Mi si permetta una piccola enfasi sui "beni comuni mondiali". Non è un caso che questa problematica sia emersa come problematica irrigante: il XXI secolo è iniziato con la presa di coscienza che la società detta "multimediale" è stata costruita negli ultimi trent'anni sull'esclusione strutturale del diritto alla vita per più di tre miliardi di esseri umani [oggi] e su una logica di appropriazione privata e di sfruttamento a fini di lucro - e non su una logica di cura - delle risorse del pianeta che hanno condotto alla distruzione e al progressivo indebolimento della vita sulla terra.

È così che l'acqua, simbolo primario della vita, è diventata dappertutto il motore di lotte locali e mondiali contro l'espropriazione e l'inquinamento della terra, la contaminazione dei fiumi, la mercificazione della vita, la "sete" di profitto delle grandi compagnie multinazionali, lo smantellamento dei servizi pubblici, lo sfruttamento delle donne e delle bambine, l'abbandono delle pratiche e delle solidarietà comunitarie locali, le strategie geopolitiche di dominio da parte degli Stati a monte dei bacini idrologici, le devastazioni di un urbanismo che ha ridotto le acque a una gigantesca fogna.

Proposte di azione

C'è un altro aspetto da sottolineare e concerne la capacità del "popolo di Porto Alegre" di lavorare su proposte concrete di azione. Contrariamente a quanto sperato dai potenti, la voluta assenza di prescrizioni iniziali e di ricerca di una sintesi politica finale, lungi dallo sterilizzare la volontà di costruzione di un altro mondo, ha stimolato i vari gruppi e movimenti uniti da interessi e problemi comuni ad elaborare piattaforme comuni di proposte e a costituire delle coalizioni mondiali di coordinamento delle lotte.

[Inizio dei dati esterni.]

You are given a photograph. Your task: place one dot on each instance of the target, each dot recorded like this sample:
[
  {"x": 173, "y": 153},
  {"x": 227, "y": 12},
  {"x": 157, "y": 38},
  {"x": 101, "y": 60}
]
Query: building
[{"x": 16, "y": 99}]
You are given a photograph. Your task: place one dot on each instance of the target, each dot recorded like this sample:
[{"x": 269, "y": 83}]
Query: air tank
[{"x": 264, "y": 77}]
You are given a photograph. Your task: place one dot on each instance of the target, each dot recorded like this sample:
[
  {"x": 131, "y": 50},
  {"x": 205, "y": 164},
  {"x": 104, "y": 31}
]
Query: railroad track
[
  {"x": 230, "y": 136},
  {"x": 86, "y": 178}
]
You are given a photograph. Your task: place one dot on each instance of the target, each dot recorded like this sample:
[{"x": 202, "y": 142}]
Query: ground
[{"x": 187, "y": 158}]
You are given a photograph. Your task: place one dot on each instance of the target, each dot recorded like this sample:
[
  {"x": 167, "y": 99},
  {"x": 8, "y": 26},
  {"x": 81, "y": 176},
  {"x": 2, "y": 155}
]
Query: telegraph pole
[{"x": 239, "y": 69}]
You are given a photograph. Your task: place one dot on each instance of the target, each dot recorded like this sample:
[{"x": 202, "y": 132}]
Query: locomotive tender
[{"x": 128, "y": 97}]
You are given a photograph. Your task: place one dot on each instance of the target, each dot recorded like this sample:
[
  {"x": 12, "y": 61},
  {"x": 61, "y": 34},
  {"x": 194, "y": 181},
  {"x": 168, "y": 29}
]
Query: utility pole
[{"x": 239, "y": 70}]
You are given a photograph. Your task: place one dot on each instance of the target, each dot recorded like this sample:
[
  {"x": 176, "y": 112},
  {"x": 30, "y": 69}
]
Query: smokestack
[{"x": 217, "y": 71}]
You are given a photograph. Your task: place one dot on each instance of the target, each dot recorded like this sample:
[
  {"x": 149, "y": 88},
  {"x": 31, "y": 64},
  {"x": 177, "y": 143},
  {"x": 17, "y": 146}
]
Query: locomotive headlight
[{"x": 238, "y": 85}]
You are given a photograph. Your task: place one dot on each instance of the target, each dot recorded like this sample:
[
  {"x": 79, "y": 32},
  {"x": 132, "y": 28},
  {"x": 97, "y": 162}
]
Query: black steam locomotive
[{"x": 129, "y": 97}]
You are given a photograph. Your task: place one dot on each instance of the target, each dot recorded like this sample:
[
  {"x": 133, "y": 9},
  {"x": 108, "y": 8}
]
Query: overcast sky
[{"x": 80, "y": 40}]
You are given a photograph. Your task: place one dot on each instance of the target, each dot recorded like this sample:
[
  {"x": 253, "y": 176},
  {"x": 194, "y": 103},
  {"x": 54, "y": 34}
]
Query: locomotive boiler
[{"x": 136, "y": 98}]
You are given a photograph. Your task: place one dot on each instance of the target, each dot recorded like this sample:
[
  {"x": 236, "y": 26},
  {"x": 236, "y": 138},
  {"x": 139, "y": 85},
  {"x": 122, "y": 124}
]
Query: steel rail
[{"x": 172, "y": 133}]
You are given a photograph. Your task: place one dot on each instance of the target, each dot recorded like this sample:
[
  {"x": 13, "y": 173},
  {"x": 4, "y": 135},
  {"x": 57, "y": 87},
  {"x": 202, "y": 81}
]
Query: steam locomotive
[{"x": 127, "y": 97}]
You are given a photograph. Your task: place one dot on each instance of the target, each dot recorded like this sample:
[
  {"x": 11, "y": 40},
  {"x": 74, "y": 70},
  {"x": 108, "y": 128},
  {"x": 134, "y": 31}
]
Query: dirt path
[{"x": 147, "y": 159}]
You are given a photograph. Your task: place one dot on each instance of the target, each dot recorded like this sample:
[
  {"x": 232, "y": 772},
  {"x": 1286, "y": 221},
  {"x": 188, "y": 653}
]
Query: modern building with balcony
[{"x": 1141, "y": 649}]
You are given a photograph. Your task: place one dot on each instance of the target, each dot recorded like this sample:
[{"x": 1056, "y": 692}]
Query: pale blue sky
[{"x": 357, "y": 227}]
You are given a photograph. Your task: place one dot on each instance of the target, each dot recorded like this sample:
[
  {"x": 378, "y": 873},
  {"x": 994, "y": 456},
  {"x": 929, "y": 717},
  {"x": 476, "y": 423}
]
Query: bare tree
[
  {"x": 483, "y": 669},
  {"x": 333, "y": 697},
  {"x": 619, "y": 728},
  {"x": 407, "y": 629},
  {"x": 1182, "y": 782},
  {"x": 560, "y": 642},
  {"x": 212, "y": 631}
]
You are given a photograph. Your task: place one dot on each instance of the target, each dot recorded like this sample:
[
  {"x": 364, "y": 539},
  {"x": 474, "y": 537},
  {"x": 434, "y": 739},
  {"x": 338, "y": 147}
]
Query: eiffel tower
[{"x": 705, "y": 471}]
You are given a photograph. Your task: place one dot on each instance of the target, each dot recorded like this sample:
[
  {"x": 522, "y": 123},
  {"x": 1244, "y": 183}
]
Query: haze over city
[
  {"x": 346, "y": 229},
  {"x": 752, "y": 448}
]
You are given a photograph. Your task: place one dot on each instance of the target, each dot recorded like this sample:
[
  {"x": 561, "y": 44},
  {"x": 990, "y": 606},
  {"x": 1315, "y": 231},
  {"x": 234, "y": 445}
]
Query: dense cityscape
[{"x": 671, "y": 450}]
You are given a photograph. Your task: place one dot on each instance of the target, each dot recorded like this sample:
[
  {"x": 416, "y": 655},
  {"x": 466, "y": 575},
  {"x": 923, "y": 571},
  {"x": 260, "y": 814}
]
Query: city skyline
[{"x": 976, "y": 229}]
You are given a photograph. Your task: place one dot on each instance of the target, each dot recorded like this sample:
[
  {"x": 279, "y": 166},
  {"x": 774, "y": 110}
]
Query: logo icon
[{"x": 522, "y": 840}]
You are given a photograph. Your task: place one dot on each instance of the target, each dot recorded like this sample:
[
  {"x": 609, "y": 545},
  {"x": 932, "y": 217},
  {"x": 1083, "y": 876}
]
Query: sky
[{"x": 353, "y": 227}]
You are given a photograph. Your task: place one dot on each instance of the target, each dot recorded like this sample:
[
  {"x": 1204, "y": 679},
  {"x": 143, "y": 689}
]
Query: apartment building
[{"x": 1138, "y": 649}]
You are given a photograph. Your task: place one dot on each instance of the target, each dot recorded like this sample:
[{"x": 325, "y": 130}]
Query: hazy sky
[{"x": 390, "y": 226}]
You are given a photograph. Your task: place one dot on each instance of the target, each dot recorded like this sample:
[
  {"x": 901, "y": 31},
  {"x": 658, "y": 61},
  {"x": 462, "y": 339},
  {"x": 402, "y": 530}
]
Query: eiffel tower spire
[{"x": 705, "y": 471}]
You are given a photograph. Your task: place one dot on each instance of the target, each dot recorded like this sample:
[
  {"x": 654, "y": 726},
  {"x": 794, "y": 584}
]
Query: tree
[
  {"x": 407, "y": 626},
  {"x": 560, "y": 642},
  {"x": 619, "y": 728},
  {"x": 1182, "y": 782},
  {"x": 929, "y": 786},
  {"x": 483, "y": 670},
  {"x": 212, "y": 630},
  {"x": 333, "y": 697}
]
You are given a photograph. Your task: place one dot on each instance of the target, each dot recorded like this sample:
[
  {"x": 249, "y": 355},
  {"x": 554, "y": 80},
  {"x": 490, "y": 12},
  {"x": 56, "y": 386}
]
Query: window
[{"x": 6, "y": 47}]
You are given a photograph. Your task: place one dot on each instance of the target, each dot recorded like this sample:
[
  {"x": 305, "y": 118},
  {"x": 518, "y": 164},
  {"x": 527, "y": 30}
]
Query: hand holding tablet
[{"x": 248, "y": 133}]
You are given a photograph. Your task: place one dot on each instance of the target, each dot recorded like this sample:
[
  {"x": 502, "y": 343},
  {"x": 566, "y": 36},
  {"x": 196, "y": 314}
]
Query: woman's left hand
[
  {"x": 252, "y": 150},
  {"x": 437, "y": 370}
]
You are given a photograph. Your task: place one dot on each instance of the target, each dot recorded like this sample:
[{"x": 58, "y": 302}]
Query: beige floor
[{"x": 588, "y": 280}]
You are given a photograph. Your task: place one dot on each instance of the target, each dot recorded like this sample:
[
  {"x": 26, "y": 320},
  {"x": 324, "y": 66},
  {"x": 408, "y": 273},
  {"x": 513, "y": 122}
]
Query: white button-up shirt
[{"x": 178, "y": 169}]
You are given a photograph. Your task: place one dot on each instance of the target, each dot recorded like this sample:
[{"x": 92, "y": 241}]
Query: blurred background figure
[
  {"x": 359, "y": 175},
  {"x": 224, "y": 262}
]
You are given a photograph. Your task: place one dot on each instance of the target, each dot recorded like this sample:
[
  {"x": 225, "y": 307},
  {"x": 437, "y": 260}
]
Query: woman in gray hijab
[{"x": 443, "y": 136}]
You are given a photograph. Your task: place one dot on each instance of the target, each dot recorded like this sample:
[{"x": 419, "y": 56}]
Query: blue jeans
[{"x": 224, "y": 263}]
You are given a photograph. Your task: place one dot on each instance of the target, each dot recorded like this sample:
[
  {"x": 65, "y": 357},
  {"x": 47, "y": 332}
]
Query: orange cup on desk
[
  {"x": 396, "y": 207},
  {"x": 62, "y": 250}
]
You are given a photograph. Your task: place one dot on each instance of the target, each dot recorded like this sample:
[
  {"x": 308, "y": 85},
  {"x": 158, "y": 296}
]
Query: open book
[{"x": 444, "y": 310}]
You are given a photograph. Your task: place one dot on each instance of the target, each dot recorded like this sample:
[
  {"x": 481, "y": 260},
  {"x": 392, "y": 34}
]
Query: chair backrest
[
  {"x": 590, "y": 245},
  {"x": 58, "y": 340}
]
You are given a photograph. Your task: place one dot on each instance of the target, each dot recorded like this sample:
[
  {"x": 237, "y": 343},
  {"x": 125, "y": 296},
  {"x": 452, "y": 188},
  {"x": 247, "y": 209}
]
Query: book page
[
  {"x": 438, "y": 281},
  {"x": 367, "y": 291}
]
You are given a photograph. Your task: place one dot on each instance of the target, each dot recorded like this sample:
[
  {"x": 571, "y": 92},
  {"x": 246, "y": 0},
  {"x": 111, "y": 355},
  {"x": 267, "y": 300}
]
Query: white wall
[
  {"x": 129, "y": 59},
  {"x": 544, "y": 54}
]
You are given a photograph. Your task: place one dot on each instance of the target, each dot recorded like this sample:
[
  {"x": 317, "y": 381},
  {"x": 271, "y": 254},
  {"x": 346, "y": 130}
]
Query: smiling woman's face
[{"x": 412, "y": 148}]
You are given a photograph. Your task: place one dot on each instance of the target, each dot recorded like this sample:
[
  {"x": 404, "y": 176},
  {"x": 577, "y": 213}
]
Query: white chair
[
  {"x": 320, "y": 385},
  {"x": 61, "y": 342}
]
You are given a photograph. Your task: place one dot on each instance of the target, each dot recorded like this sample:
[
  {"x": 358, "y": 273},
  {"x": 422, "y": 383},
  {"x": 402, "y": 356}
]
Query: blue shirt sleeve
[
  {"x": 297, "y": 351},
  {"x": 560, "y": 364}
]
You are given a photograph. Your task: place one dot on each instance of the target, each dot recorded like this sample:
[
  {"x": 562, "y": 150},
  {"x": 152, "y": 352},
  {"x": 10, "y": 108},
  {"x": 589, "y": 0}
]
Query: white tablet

Basta citare la coalizione mondiale attorno alle lotte contro la brevettazione dei microrganismi, la coalizione nel campo dei media e della comunicazione, la coalizione delle organizzazioni in lotta contro le privatizzazioni e la mercificazione dell'acqua. Da segnalare anche gli impegni di azione comune presi dal Forum mondiale dei parlamentari, dal forum mondiale dei poteri locali, dal Forum mondiale dell'educazione, e - last but not least - la decisione di organizzare già nel 2002 una serie di Forum regionali, in Europa, in Asia, oltre al terzo forum mondiale a Porto Alegre nel 2003.

Se si pensa che nel maggio 2000 nessuno sapeva ancora che ci sarebbe stato un Fsm a Porto Alegre, i passi compiuti dal "popolo di Porto Alegre" nello spazio di 16, 18 mesi, sono stati quelli di un gigante. Di un gigante buono, per di più.

La festa e la gioia

Infatti il quarto e ultimo aspetto significativo è rappresentato dalla festa e dalla gioia. Ancora una volta, Porto Alegre ha meritato il suo aggettivo. La gioia è stata presente in tutte le manifestazioni di strada, nelle conferenze, nei workshop, nella faccia dei partecipanti e non solo delle generazioni giovani "balde e belle". La gioia ha caratterizzato le decine di gruppi teatrali di strada; gli happening, i piccoli gruppi musicali. Tutti hanno creato e vissuto un clima di festa, di amicizia, di condivisione e di fiducia nel divenire da costruire, confermando così che non si è mai vista una rivoluzione sociale fatta da gente triste.